Compare that to “Straitjacket”, which while clearly a song drawn from personal experience taps into the very common feeling of your partner seeing you as someone completely different, and taking aim at the hypocrisy in so many relationships. Or “Citizen of the Planet” and “Underneath”, which tap more into idealism (a global community vs. nationalism and personal responsibility effecting things on a grand scale, respectively) instead of personal problems. These hark back to “Utopia” (Under Rung Swept) and b-side “Symptoms” (Hands Clean [Single], 2002). The latter I’ve featured before, in fact, praising its writing.
The most accessible and moving song from So-Called Chaos was its lead single “Everything”, which tapped into the idea that we can only be loved when loved for everything within us, good and bad. This was even preceded by “You Owe Me Nothing in Return” (Under Rug Swept), admitting the idea of selfless, independent and unconditional love. She even explored the theme in “Still”, her contribution to the Dogma Soundtrack in 1999, three years before Swept. This was an issue Morissette has struggled with as a young pop star, being constantly derided for her weight and not allowed to write her own songs, and a feeling that has followed her throughout her adult life. This is followed up on Entanglement with “Incomplete”, which challenges the goal-based idea that we are constantly ‘incomplete’, always struggling to become better, freer, stronger and never accepting ourselves for who we are. It struggles with the dichotomy of it, realising that it both propels us through life and also disallows up from ever being truly happy with ourselves, and you feel that Alanis is finally accepting this and urging us to as well.

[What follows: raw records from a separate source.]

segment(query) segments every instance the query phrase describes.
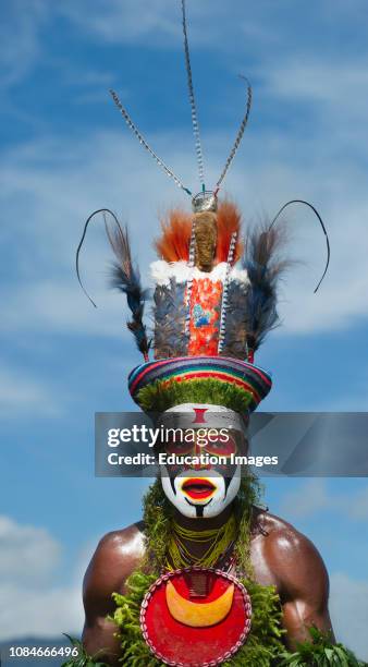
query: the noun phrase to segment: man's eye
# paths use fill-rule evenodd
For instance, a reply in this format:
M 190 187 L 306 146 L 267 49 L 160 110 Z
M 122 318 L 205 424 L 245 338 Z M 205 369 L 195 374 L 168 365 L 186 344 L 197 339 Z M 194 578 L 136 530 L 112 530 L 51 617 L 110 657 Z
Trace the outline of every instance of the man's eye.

If “Incomplete” was a continuation of themes explored in “Everything” (and, to a lesser degree, Under Rug Swept’s “Precious Illusions”), then “In Praise of the Vulnerable Man” is a direct sequel to songs such as “Knees of My Bees” (So-Called Chaos), “21 Things I Want in a Lover” (Under Rug Swept), and maybe even “Unsent” (Supposed Former Infatuation Junkie, 1998). In the earliest, she praises the men she left behind; in “Lover” she illustrates the man she wants, and in “Bees” and “Vulnerable” she revels in having found him. We can tie both of the latter to beau Ryan Reynolds, who was reportedly responsible for the happy tone of Chaos – and whom Morisette split with during the writing of this album. “Vulnerable” may have been written during the relationship or after it had ended, but either way it works as a nice tribute to him and their relationship. This is not the woman scorned of Jagged Little Pill (2005), but a more mature, grown up woman.
Last record, Morissette’s “This Grudge” (So-Called Chaos) declared her angst over the mystery relationship that fuelled her anger during Pill, Junkie, and Swept to be over, moving forwards into a happy relationship with Reynolds. Reynolds might be gone, but Morissette has shown here that she’s ready, once and for all, to move on.